Price swings behind failure to meet inflation target — BSP

By Ma. Eloisa I. Calderon, BusinessWorld

Posted at Feb 01 2009 09:52 AM | Updated as of Feb 01 2009 05:54 PM

Unanticipated swings in food and fuel prices prevented the Bangko Sentral ng Pilipinas' (BSP) from achieving last year's inflation goal, central bank chief Amando M. Tetangco, Jr. said.

The BSP had wanted to keep inflation within a 3-5% range in 2008 but the full-year average ended up settling at 9.3%.

In an open letter to President Gloria Macapagal Arroyo dated January 26, central bank Governor Amando M. Tetangco, Jr. explained that the 2008 inflation target, set in November 2006, was anchored on a benign inflation outlook hinged on "lower oil prices, a stronger peso and generally stable food prices."

"The Philippine inflation environment in 2008 turned out to be more challenging compared to the BSP's assessment two years earlier," Mr. Tetangco said.

"Price pressures in the first half of the year had intensified more than first anticipated, principally due to the big surge in the international prices of oil and food."

The central bank issues an open letter to the President each time actual inflation fails to fall within target, ensuring its accountability to its mandate of maintaining price stability.

The open letter, the sixth since 2004, outlines the reasons for the missed goal as well as the steps the central bank will pursue to bring inflation towards the target.
The BSP adopted an inflation-targeting framework in January 2002.

Mr. Tetangco pointed out that price volatilities in the global market had spilled over to the Philippines, which saw inflation enter double-digit territory in June 2008 and peaking at 12.4% in August.

The central bank traced the volatility to adverse weather conditions and widespread commodities speculation on the back of a weak US dollar.

Supply issues coupled with increasing demand from emerging market economies, meanwhile, drove up oil prices, which reached an all time high of $147 per barrel in the middle of last year.

Food prices similarly soared on account of "strong demand for commodities used in biofuel production as well as rising fuel and fertilizer costs," translating to "unprecedented increases in domestic rice prices". "Because of the magnitude and the unexpected nature of the global shocks, both inflation targeting and non-inflation targeting central banks alike breached their respective 2008 inflation targets," Mr. Tetangco pointed out.

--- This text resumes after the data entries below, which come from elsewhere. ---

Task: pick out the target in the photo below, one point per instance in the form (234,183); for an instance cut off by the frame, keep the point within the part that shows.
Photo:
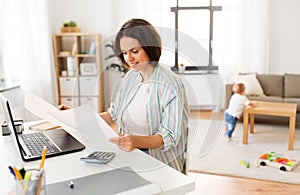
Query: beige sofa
(276,88)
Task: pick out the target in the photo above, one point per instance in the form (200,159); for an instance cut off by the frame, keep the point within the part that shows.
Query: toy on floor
(278,161)
(245,163)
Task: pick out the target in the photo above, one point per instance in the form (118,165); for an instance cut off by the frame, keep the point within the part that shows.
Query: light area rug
(224,157)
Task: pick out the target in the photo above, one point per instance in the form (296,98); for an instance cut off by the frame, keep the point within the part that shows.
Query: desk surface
(68,167)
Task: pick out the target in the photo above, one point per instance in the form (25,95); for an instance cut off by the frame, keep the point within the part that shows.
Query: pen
(28,175)
(12,170)
(22,171)
(17,173)
(43,157)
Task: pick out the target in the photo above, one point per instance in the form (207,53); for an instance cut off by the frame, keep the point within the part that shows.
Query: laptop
(57,142)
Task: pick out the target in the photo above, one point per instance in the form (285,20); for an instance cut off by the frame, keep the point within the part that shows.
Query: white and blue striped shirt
(166,110)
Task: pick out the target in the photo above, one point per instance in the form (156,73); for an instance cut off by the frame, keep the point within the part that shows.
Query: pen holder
(35,184)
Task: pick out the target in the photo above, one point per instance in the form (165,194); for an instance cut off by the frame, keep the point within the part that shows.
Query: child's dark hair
(238,88)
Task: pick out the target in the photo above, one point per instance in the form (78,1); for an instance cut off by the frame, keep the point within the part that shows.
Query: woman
(150,108)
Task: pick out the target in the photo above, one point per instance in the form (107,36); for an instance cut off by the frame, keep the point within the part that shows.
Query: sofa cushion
(293,100)
(291,88)
(272,85)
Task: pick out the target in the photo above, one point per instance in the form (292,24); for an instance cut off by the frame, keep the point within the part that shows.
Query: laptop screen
(5,113)
(10,121)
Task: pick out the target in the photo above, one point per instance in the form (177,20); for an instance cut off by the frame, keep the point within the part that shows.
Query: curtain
(245,37)
(27,46)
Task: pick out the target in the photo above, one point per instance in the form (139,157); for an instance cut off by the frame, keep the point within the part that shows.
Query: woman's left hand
(125,142)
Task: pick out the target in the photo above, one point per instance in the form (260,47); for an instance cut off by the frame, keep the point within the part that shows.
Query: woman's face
(134,55)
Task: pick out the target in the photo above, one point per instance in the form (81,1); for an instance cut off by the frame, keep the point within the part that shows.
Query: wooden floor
(223,185)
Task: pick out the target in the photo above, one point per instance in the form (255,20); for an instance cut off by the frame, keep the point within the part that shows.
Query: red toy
(277,161)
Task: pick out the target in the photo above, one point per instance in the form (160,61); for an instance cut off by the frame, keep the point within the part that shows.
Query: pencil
(17,173)
(43,157)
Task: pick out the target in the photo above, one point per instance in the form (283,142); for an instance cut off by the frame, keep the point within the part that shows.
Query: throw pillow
(251,83)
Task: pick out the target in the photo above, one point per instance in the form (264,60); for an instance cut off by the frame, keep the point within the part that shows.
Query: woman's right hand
(63,107)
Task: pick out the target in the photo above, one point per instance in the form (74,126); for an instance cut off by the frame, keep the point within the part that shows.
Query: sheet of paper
(93,130)
(84,121)
(40,108)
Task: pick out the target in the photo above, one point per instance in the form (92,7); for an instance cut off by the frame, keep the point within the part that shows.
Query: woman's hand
(125,142)
(63,107)
(130,142)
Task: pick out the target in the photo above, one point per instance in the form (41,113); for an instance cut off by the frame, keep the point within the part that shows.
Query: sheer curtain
(245,45)
(27,46)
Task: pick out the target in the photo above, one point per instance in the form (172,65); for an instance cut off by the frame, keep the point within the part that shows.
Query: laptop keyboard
(35,143)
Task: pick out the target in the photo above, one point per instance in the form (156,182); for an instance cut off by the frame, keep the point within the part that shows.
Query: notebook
(58,141)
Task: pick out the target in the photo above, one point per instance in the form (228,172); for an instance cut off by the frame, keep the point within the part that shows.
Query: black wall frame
(210,66)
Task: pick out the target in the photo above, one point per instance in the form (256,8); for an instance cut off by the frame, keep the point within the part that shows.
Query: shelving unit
(78,67)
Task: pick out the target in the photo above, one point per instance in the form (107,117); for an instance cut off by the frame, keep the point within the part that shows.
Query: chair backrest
(186,155)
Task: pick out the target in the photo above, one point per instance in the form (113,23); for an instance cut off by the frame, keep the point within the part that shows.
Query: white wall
(285,36)
(106,17)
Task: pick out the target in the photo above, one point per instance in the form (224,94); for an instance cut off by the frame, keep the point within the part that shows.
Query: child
(236,105)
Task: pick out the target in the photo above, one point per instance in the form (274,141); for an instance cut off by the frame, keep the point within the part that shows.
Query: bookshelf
(78,69)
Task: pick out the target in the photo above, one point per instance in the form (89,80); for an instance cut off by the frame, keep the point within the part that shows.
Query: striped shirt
(166,111)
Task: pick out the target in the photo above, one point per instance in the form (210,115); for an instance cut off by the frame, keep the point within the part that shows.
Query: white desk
(68,167)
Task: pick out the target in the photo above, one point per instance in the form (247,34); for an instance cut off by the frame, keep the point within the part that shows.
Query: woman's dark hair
(146,35)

The central bank, which was criticized for being "behind the curve" in terms of responding to soaring inflation, argued that rate hikes were warranted only when volatilities become protracted, translating to higher wages and affecting the broader economy.

Monetary authorities raised policy rates by a total of 100 basis points from June to August last year.

In December of last year, it delivered a half-percentage point rate cut on signs of easing inflation and mounting threats of an economic slowdown.

Last Thursday, the policymaking Monetary Board followed through by bringing the overnight borrowing rate to 5% via another 50 basis point cut.

"The positive developments in the prices of commodities and the recent string of low inflation numbers should significantly relieve inflationary pressures and keep the public's inflation expectations well anchored," the BSP letter read.

"Moreover, prospects of weaker world economic activity are expected to dampen demand, reducing price pressures."

Even as inflation becomes less of a headache this year, Mr. Tetangco did not rule out further loosening in monetary policy in order to push banks to free up cash needed to shore up the economy.

The central bank's revised inflation forecast is 3.9% for this year and 4.7% for 2010, within its target of 3.5% and 4.5%, give and take one percentage point, for 2009 and 2010, respectively.

"Under this scenario, the BSP will continue to carefully consider opportunities to ease monetary policy, mindful of any potential tightening credit conditions," the central bank chief said.